IGNFF: So it would have been less of a fairy-tale ending?

KURTZ: Much, much less. It would have been quite sad, and poignant and upbeat at the same time, because they would have won a battle. But the idea of another attack on another Death Star wasn't there at all ... it was a rehash of Star Wars, with better visual effects. And there were no Ewoks ... it was just entirely different. It was much more adult and straightforward, the story. This idea that the roller-coaster ride was all the audience was interested in, and the story doesn't have to be very adult or interesting, seemed to come up because of what happened with Raiders of the Lost Ark and the Indiana Jones films – and the fact that that seemed to make a lot of money and it didn't matter whether there was a really good story or not – that wasn't what this kind of film was about. We had serious differences about a lot of that.

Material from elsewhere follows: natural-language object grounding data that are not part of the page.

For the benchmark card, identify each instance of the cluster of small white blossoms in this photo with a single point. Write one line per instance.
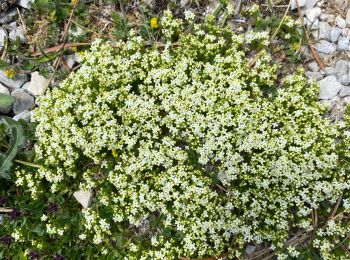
(192, 138)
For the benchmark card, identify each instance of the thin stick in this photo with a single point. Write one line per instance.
(314, 53)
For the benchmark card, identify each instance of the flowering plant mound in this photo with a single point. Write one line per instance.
(192, 148)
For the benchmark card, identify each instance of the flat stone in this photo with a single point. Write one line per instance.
(8, 16)
(310, 4)
(329, 87)
(347, 19)
(25, 115)
(38, 84)
(340, 22)
(325, 31)
(3, 89)
(343, 43)
(250, 249)
(301, 3)
(84, 197)
(335, 33)
(23, 101)
(6, 103)
(323, 17)
(344, 92)
(313, 66)
(314, 75)
(329, 71)
(313, 14)
(15, 83)
(325, 47)
(25, 3)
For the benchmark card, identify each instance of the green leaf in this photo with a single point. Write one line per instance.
(6, 102)
(17, 139)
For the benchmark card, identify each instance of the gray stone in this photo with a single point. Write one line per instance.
(3, 89)
(313, 66)
(70, 59)
(3, 36)
(329, 87)
(325, 31)
(335, 33)
(343, 43)
(250, 249)
(325, 47)
(310, 4)
(313, 14)
(344, 92)
(38, 84)
(331, 18)
(84, 197)
(25, 3)
(8, 16)
(340, 22)
(314, 75)
(301, 3)
(329, 71)
(347, 20)
(23, 101)
(14, 83)
(25, 115)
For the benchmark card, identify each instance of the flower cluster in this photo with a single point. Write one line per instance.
(192, 149)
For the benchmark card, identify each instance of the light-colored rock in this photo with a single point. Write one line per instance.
(313, 14)
(250, 249)
(344, 92)
(329, 71)
(23, 101)
(343, 43)
(325, 47)
(340, 22)
(325, 31)
(25, 3)
(347, 19)
(84, 197)
(3, 36)
(4, 90)
(14, 83)
(314, 75)
(8, 16)
(25, 115)
(329, 87)
(335, 33)
(342, 72)
(313, 66)
(301, 3)
(323, 17)
(38, 84)
(331, 18)
(310, 4)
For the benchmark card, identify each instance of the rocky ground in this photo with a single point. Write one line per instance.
(328, 23)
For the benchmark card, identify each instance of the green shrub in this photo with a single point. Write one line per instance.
(192, 148)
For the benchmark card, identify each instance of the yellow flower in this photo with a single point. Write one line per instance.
(154, 23)
(10, 73)
(114, 153)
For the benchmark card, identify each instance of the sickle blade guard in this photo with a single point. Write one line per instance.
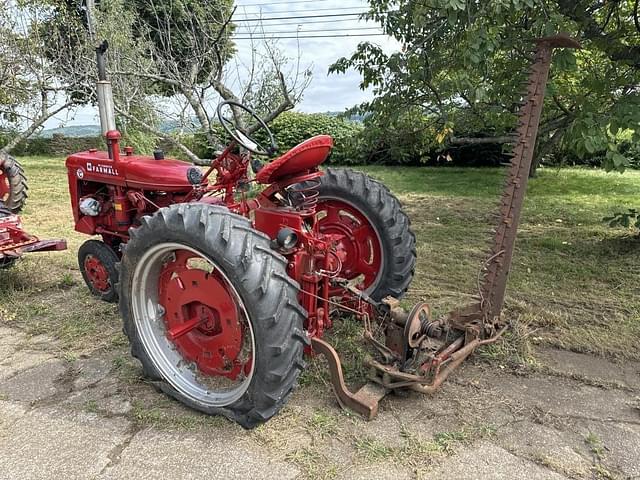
(418, 353)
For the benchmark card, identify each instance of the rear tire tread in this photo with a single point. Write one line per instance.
(259, 275)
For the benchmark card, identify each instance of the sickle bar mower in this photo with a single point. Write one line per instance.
(420, 353)
(14, 241)
(221, 294)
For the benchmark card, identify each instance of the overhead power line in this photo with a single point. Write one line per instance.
(310, 22)
(263, 37)
(308, 10)
(266, 19)
(304, 31)
(278, 3)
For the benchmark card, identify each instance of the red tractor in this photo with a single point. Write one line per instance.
(222, 292)
(14, 241)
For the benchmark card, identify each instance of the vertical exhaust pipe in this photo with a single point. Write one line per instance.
(105, 104)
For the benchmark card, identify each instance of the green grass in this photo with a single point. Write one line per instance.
(573, 283)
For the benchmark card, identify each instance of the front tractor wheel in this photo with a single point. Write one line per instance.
(13, 184)
(211, 313)
(379, 244)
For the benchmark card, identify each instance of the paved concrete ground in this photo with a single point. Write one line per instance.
(576, 417)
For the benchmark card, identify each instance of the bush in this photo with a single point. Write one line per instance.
(291, 128)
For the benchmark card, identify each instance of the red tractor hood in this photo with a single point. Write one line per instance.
(135, 171)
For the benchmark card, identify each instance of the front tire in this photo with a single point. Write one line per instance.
(13, 184)
(210, 268)
(378, 236)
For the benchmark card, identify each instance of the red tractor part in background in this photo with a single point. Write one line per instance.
(221, 293)
(14, 241)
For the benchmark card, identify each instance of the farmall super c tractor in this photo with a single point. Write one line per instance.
(14, 240)
(222, 294)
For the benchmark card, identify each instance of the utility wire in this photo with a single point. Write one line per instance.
(266, 19)
(278, 3)
(309, 22)
(308, 10)
(263, 37)
(344, 29)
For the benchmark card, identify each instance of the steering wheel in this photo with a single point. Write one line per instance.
(241, 137)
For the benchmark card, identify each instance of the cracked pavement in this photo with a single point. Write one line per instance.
(576, 417)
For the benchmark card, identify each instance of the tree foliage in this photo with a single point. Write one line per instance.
(462, 64)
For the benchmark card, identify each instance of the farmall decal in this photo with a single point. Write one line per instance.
(103, 169)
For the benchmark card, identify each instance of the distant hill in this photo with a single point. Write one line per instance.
(74, 131)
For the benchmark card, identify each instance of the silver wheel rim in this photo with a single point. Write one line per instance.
(148, 317)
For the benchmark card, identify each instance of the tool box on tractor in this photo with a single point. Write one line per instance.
(222, 293)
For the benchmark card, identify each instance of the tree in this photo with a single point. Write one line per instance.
(462, 63)
(186, 64)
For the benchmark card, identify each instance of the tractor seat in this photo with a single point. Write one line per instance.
(304, 156)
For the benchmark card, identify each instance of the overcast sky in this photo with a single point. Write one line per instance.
(326, 92)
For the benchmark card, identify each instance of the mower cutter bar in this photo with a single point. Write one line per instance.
(418, 353)
(14, 241)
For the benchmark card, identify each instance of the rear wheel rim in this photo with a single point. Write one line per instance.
(361, 240)
(5, 186)
(193, 324)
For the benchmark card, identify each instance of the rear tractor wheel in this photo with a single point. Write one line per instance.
(97, 262)
(380, 246)
(211, 313)
(13, 184)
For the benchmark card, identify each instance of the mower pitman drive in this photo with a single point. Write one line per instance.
(223, 293)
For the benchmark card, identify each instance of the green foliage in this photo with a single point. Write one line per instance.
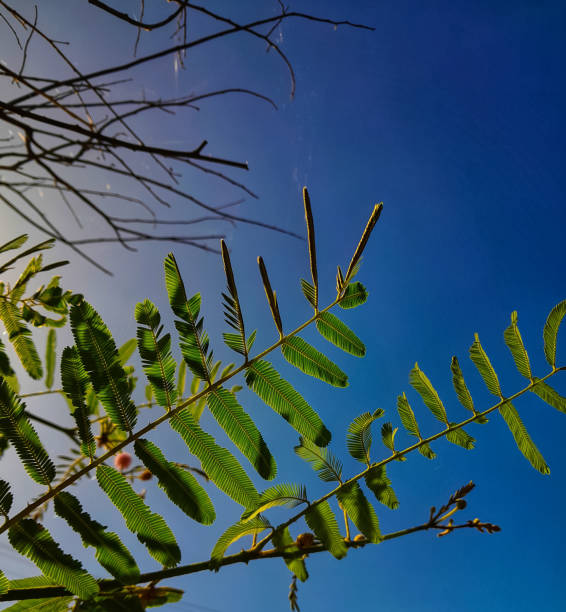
(101, 361)
(155, 352)
(277, 393)
(35, 542)
(180, 485)
(15, 425)
(110, 552)
(322, 460)
(252, 527)
(241, 430)
(289, 495)
(302, 355)
(352, 499)
(322, 521)
(358, 437)
(149, 527)
(218, 463)
(331, 328)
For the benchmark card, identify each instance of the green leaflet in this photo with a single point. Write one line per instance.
(460, 437)
(355, 295)
(422, 385)
(322, 521)
(322, 460)
(101, 361)
(56, 604)
(339, 334)
(234, 533)
(289, 495)
(309, 292)
(4, 582)
(181, 379)
(232, 309)
(352, 499)
(550, 331)
(514, 342)
(549, 395)
(482, 363)
(522, 438)
(5, 367)
(15, 243)
(180, 485)
(6, 498)
(283, 542)
(277, 393)
(15, 425)
(19, 336)
(34, 542)
(218, 463)
(310, 361)
(74, 381)
(358, 437)
(194, 341)
(378, 482)
(409, 422)
(155, 352)
(149, 527)
(50, 358)
(241, 430)
(110, 552)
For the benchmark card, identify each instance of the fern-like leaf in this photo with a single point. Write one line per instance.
(283, 542)
(409, 422)
(234, 533)
(20, 337)
(194, 340)
(149, 527)
(15, 426)
(101, 361)
(241, 430)
(378, 482)
(483, 364)
(322, 521)
(50, 358)
(322, 460)
(180, 485)
(155, 352)
(514, 342)
(422, 385)
(335, 331)
(358, 437)
(33, 541)
(218, 463)
(357, 507)
(6, 498)
(312, 362)
(462, 391)
(110, 552)
(355, 295)
(550, 331)
(549, 395)
(277, 393)
(288, 495)
(522, 438)
(74, 381)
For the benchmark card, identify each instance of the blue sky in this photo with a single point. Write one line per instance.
(451, 113)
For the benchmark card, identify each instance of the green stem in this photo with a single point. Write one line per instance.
(150, 426)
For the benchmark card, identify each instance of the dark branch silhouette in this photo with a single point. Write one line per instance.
(71, 135)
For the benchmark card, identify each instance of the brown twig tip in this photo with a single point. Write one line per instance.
(374, 217)
(312, 248)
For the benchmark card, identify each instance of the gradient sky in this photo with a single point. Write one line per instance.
(452, 114)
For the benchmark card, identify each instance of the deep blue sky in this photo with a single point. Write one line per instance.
(451, 113)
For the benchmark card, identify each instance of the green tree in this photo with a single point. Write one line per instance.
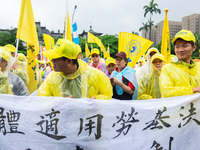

(KUTTZ: ) There's a lot of undercurrent in Star Wars that, if you take it on the surface, a four-year-old can really enjoy it – but there's a lot else going on, under there. In that sense it's multi-layered, and Empire is as well. That's the thing that bothered me a bit about Jedi and certainly about Episode I, is that those layers, those subtexts – they're all gone. They're not there. You accept what's there on the screen – it either works for you as a surface adventure, or it doesn't. But that's all there is. There's nothing to ponder.


KURTZ: I think probably for better. But, I don't know, because as I said, he had gotten into this mode of saying that the audience is interested in the rollercoaster ride and that he could make just as much money, and it doesn't have to be complicated, doesn't have to have as difficult a story. There are a lot of other people who do that all the time – that's they're kind of movie making philosophy, the sort of Jerry Bruckheimer approach to movies. A lot of Hollywood movies have been based on the idea that the story is the subtext of the action, so that's certainly nothing new. But it's not very satisfying, I don't think, personally. But, you can make a lot of money, and if that's what you want to do, then you do it that way.


I find this all rather interesting. First of all, who'd've thought it was Indiana Jones that ruined Star Wars and to be honest, I thought Raiders had that undercurrent Kutz speaks of. Maybe it wasn't as deep, but it was there, so why the hell Lucas thought it wasn't important baffles me.